Time fractional evolution of two superconducting charge qubits

Abstract

We investigate the quantum correlation dynamics between two superconducting charge qubits (TSC-Q), governed by the time-fractional Schrödinger equation (TFSE), a framework incorporating non-Markovian memory effects arising from environmental interactions. By analyzing separable and partially entangled initial states, we highlight the central role of the fractional order $\tau$, Josephson energies ($E_{J1}$, $E_{J2}$), and coupling strength ($E_m$) in modulating concurrence, quantum steering asymmetry, and Bell nonlocality (via the CHSH inequality).

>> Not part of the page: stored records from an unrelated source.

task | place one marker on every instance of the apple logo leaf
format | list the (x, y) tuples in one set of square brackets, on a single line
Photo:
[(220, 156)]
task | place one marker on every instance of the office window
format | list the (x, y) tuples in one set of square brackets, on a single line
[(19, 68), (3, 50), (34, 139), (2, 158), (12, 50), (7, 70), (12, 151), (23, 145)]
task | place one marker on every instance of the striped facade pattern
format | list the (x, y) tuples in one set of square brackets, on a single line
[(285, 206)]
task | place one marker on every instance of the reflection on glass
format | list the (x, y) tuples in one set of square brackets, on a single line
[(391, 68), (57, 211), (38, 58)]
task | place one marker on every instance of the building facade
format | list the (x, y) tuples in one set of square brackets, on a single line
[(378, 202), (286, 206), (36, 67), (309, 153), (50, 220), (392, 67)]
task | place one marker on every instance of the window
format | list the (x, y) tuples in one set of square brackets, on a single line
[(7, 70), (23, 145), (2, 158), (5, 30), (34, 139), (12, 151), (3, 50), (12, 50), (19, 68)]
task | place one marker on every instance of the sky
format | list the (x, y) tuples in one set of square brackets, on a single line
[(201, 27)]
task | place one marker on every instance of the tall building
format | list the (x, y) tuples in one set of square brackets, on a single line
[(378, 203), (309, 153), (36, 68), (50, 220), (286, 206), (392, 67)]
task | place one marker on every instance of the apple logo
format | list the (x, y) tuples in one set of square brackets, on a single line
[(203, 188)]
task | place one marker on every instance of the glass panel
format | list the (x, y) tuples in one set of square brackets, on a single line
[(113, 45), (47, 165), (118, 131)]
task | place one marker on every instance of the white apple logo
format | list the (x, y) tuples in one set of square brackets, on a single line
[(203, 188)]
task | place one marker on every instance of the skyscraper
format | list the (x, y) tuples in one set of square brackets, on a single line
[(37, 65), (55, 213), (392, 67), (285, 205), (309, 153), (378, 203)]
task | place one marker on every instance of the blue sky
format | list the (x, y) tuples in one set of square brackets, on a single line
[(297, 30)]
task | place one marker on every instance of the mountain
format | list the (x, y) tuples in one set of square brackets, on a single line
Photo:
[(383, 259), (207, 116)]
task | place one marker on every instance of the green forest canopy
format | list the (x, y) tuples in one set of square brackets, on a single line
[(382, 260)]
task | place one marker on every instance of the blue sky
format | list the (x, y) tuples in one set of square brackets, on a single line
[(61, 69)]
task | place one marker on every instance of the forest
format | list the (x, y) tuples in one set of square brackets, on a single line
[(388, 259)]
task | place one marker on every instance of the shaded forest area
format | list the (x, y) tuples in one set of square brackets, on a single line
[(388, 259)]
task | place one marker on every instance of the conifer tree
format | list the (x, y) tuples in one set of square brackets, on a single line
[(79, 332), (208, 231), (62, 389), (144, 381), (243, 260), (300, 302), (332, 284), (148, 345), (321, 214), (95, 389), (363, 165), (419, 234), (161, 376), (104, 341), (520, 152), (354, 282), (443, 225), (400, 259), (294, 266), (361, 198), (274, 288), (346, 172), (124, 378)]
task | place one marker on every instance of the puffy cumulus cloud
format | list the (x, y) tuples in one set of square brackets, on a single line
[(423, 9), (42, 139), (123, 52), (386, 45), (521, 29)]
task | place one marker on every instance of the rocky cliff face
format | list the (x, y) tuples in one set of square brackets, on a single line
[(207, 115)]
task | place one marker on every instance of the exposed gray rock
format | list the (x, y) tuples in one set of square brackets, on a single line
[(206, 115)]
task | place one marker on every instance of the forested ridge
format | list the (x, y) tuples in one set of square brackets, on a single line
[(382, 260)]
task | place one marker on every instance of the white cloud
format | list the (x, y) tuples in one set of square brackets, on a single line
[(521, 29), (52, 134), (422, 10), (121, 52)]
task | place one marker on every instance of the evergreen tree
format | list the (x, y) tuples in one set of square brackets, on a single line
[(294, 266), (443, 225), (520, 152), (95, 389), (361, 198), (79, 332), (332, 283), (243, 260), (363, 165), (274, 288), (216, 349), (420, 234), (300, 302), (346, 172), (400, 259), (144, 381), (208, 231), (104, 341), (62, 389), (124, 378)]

Our results indicate that a decrease in the value of $\tau$ promotes a faster generation of quantum correlations for separable and partially entangled states, highlighting the dual role of $\tau$ as both a catalyst and a stabilizer of quantum resources. Furthermore, it is important to note that optimal behavior of quantum correlations is observed when the Josephson energies of the two qubits are close, i.e., when $E_{J2}\approx E_{J1}$. In addition, a stronger coupling strength, denoted by $E_m$, further enhances the generation of these correlations. The synergy among $\tau$, $E_{J1}$, $E_{J2}$, and $E_m$ defines a tunable parameter space for engineering memory-driven correlations to mitigate decoherence. These results position the TFSE as a promising tool for modeling non-Markovian dynamics in superconducting architectures, paving the way for robust quantum platforms with enhanced correlations, suitable for scalable quantum computing and secure communication systems.